# shampoo



## nolefan (Nov 6, 2009)

I love this stuff:

https://www.amazon.com/Earthbath-Na...=8-1-fkmr1&keywords=mango+organic+dog+shampoo


----------



## G-bear (Oct 6, 2015)

I use JP Pets products. When my dogs were puppies I used JP Puppy and Kitten Shampoo and now use JP Tea Tree shampoo. I love their products and the fact that a portion of the profit is donated to animals as well as the fact that their products are first tested on humans. You can find more info at: Products | John Paul Pet


----------



## Sweet Girl (Jun 10, 2010)

I really like Earthbath, too. I use the Oatmeal and Aloe one primarily, but also the Mango every so often. 

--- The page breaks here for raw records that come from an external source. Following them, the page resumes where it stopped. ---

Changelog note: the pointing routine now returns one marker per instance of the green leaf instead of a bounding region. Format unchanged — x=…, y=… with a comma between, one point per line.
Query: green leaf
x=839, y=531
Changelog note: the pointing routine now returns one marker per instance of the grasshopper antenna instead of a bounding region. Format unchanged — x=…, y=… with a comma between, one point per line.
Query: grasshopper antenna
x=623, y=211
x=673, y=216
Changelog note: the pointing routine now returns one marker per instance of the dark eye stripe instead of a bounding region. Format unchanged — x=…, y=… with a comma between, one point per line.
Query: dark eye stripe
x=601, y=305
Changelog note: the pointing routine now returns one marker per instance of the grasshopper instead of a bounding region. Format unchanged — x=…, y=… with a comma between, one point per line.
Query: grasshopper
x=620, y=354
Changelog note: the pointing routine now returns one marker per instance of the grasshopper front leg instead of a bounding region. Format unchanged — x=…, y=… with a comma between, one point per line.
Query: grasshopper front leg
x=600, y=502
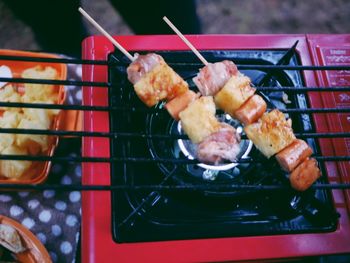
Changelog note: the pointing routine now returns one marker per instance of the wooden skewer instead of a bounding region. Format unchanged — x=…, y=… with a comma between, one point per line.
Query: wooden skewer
x=104, y=32
x=184, y=39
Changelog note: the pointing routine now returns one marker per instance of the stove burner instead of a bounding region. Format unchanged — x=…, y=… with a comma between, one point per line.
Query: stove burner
x=189, y=149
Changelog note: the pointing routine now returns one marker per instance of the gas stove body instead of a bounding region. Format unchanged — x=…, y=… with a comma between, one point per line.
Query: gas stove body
x=161, y=231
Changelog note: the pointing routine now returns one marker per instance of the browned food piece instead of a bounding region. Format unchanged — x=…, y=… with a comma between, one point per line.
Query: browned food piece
x=305, y=175
x=179, y=103
x=234, y=93
x=198, y=119
x=214, y=76
x=251, y=110
x=155, y=80
x=271, y=133
x=142, y=65
x=219, y=146
x=291, y=156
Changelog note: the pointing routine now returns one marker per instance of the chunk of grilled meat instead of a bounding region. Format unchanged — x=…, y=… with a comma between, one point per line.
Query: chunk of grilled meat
x=271, y=133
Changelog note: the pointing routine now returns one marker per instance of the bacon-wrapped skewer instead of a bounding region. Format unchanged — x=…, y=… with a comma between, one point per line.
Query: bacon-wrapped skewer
x=271, y=133
x=155, y=81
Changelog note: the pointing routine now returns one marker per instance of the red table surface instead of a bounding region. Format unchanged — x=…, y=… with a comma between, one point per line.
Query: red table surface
x=97, y=243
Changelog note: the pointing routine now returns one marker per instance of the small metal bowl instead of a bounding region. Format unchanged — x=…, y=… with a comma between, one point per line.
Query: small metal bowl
x=189, y=149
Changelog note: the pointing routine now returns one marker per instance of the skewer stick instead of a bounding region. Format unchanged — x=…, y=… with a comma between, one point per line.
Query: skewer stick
x=184, y=39
x=104, y=32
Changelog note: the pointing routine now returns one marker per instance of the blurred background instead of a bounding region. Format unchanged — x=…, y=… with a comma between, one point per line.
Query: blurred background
x=215, y=16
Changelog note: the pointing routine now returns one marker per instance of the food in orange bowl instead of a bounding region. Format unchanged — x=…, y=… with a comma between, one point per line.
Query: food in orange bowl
x=13, y=171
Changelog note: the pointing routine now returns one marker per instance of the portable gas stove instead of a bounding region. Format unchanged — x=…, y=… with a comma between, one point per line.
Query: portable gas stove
x=171, y=208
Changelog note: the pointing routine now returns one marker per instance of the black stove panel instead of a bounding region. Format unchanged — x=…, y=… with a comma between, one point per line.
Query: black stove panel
x=152, y=216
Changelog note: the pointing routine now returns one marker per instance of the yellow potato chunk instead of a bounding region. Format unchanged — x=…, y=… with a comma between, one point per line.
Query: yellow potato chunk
x=11, y=168
x=160, y=83
x=34, y=143
x=271, y=134
x=41, y=92
x=235, y=92
x=9, y=119
x=198, y=119
x=40, y=115
x=9, y=94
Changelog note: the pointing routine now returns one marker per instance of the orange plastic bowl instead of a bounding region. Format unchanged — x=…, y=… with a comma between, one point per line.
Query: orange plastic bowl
x=39, y=170
x=35, y=251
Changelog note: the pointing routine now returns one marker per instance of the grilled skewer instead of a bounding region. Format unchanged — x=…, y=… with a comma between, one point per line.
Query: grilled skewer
x=270, y=132
x=155, y=81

If I want a stronger scent, and silkier fur, I use Isle of Dog Silky Oatmeal. But I actually find the scent a bit too sweet and strong.


----------



## mngoldenlove (Sep 26, 2017)

I have been using Espana for at least 5 years. I am sensitive to shampoo and conditioners so I was breaking out on my arms every time I wojld bathe my dog. Then I tried Espana and so far I haven't had a reaction. 

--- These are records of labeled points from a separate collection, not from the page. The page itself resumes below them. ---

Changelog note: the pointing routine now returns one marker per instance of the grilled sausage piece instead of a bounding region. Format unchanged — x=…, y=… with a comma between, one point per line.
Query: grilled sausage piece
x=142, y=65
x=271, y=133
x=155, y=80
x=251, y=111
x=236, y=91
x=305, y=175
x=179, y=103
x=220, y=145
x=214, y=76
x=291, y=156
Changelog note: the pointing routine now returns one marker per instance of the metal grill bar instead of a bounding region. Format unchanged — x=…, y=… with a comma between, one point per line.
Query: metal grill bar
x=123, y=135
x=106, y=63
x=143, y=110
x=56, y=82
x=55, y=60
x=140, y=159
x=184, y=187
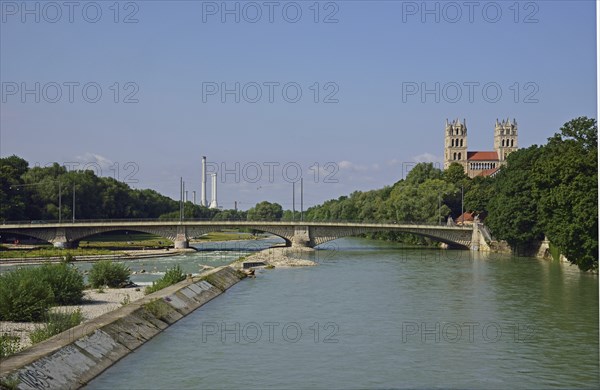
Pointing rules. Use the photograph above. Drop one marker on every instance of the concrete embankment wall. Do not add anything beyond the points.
(71, 359)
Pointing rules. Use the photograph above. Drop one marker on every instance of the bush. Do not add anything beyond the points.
(9, 345)
(107, 273)
(172, 276)
(56, 323)
(66, 283)
(24, 295)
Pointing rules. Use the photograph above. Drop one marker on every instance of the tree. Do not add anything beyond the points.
(479, 193)
(513, 210)
(422, 172)
(567, 187)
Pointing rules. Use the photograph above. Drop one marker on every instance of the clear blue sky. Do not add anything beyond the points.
(178, 51)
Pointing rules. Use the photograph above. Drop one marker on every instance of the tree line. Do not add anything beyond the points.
(543, 191)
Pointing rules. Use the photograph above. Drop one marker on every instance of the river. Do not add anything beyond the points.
(373, 315)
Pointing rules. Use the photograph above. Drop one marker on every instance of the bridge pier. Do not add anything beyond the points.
(302, 237)
(60, 240)
(181, 239)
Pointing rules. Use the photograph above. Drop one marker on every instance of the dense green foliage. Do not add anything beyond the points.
(26, 294)
(107, 273)
(33, 194)
(172, 276)
(66, 282)
(552, 190)
(56, 323)
(549, 190)
(8, 345)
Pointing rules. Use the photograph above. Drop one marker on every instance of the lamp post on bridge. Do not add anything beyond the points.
(17, 186)
(462, 204)
(439, 209)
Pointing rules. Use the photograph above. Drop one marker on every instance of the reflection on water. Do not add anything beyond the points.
(388, 317)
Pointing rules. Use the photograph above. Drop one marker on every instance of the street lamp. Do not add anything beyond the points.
(439, 209)
(462, 204)
(17, 186)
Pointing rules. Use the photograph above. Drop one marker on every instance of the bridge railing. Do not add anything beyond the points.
(225, 221)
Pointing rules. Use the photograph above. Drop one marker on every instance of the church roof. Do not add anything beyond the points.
(488, 172)
(482, 156)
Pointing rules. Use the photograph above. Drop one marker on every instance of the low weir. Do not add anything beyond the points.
(71, 359)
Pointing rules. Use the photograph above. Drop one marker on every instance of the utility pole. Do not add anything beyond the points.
(59, 202)
(301, 199)
(293, 201)
(180, 198)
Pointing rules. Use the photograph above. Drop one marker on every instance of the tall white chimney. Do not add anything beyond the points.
(203, 192)
(213, 201)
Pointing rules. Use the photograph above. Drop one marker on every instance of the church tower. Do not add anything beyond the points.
(505, 138)
(455, 147)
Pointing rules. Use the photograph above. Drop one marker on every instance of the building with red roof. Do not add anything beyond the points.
(479, 163)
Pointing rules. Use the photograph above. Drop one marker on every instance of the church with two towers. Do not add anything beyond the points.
(478, 163)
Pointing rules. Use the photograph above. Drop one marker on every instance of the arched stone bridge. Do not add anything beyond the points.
(295, 233)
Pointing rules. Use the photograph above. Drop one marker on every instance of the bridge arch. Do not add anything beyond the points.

It's an all natrual shampoo and conditioner. My dog smells really nice after his bath and so do my cats. It's made in the USA. I've met the owner of the company a few times at dog shows and she is super nice and very helpful. 

I really love this product so much that I am using it as my shampoo and conditioner (as the product is designed for dogs, cats, horses, and humans).

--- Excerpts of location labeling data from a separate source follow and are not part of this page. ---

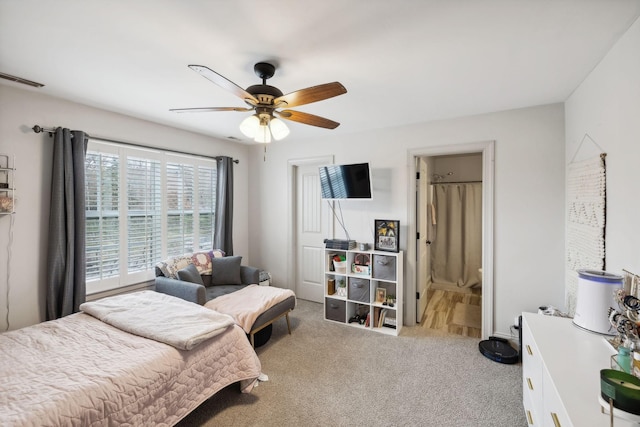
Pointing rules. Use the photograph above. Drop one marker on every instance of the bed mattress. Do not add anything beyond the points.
(79, 371)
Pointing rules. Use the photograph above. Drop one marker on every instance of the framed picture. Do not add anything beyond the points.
(387, 237)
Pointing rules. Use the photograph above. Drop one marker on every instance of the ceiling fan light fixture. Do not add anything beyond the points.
(279, 129)
(263, 135)
(249, 126)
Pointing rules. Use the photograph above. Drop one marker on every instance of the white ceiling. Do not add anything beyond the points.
(402, 62)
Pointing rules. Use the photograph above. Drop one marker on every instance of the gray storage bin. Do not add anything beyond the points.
(359, 289)
(384, 267)
(335, 310)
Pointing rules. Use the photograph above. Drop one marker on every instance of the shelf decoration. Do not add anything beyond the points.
(387, 235)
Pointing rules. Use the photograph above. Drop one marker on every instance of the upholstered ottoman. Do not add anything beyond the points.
(255, 308)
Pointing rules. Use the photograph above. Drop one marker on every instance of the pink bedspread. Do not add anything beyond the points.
(248, 303)
(79, 371)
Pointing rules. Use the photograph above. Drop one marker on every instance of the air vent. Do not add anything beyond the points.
(20, 80)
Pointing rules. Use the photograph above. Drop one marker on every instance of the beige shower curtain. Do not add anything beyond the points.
(456, 247)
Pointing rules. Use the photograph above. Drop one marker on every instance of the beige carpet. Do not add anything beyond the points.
(328, 374)
(467, 315)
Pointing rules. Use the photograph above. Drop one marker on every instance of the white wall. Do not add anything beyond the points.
(606, 106)
(21, 109)
(529, 196)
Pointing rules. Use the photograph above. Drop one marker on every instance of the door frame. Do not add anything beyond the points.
(292, 167)
(487, 148)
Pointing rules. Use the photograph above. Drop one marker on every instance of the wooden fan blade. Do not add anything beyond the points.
(307, 119)
(310, 94)
(209, 109)
(224, 83)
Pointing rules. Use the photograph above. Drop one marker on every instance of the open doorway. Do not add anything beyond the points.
(419, 271)
(449, 211)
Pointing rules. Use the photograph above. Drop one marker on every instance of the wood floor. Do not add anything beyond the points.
(453, 313)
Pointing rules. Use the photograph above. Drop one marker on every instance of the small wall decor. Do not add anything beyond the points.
(387, 235)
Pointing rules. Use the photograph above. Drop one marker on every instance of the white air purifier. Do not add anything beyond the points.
(596, 294)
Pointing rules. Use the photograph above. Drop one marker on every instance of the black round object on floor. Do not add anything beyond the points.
(499, 350)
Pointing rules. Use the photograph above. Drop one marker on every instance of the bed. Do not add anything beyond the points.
(83, 371)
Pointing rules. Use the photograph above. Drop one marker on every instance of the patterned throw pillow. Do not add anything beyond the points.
(202, 261)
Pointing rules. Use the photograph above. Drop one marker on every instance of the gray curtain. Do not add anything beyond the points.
(456, 249)
(66, 288)
(223, 231)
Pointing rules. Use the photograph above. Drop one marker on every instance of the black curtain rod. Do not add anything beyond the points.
(51, 131)
(459, 182)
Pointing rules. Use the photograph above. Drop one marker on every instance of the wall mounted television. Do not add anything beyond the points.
(341, 182)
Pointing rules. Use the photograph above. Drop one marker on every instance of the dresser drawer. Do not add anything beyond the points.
(531, 378)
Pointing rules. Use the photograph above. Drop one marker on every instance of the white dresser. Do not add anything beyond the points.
(561, 366)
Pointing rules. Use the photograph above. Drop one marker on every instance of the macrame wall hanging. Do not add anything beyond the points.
(586, 222)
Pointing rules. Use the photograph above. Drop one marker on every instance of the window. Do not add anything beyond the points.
(142, 206)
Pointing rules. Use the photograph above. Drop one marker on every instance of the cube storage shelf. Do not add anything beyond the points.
(351, 288)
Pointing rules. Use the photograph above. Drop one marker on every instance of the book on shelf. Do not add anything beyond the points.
(390, 322)
(376, 317)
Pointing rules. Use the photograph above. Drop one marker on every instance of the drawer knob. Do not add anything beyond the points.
(529, 418)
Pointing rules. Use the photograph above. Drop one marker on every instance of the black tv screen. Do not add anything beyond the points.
(340, 182)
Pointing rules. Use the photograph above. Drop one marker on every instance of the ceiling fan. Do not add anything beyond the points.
(269, 103)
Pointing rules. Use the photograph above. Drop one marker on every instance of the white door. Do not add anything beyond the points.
(312, 227)
(422, 240)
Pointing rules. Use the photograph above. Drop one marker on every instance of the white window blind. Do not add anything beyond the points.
(144, 214)
(207, 178)
(180, 207)
(102, 171)
(142, 206)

http://www.espanaproducts.com/index.htm


----------



## murphy1 (Jun 21, 2012)

Paul Mitchell,,,,no tears puppy...lathers and rinses great....smells great and you don't have to use too much.


----------



## Goldens&Friesians (May 31, 2014)

I really like Best Shot products. That said, there is a newer brand of shampoo originally made for horses called Mane-ly Long Hair (by Trophy Line). I've started using that for horses and am so impressed I will never be going back to my old horse products. They have a shampoo, conditioner, and a detangler. Haven't tried the shampoo or conditioner on my dog yet as I still have an almost full gallon of best shot. However, I did use the detangler once and was beyond amazed. My golden comes with us when we trail ride the horses sometimes. In this instance, she had gotten into the little green burrs so badly I feared it would take hours to brush out and that I might have to shave some spots. As a professional groomer, I am strongly against shaving a golden, but that's how bad it was. (Never in my grooming career have I ever seen a dog with such a bad case of burrs!) Well, I rubbed some Mane-ly detangler into her coat and it all brushed out in less than 30 minutes-no shaving!


----------



## DevWind (Nov 7, 2016)

I have always liked Fresh & Clean. It gets them clean and I get compliments on how good they smell for 3 weeks after a bath.


----------



## usually lurking (Apr 21, 2017)

I currently use Eqyss Microtek on my pup with allergies. I have used the Earthbath puppy shampoo in the past and liked it. I also like Avoderm shampoo and conditioner, which I used on my last dog during the winter months.


----------



## littlecreek86 (May 1, 2017)

I use Vet's Best shampoo (the oatmeal/teatree formulation) during allergy season and combine it with conditioner from Earthbath.


----------



## Otter (Feb 23, 2011)

Goldens&Friesians said:


> I really like Best Shot products.


I've been using Best Shot for the last 8 or 9 years. I put a 'plop' of shampoo in a small pail, add a drop of Dawn, mix it up, and wash the dog down with a wash rag. Towel the dog down then use "Crown Royal Bodifier" mixed into a spray bottle and sometimes some "The Stuff" also mixed in a spray bottle. Then use the blower.

Once my current gallon jug of Best Shot runs out (soon), I will be switching to "pro-line Fair Advantage Premium Volumizing shampoo".

Last Spring I took some one-on-one grooming sessions from a well respected Golden breeder/handler and learned about the above non Best Shot products.

Disclaimer - I am not a groomer. I just try to keep my dogs clean and looking decent.


----------



## danoon58 (Jul 1, 2015)

We use Earthbath Hypoallergenic Puppy Shampoo. We liked it so much on the dogs that I contacted the company to find out if I could use it. I was told that the owner of the company uses it herself! So, I love it too!


----------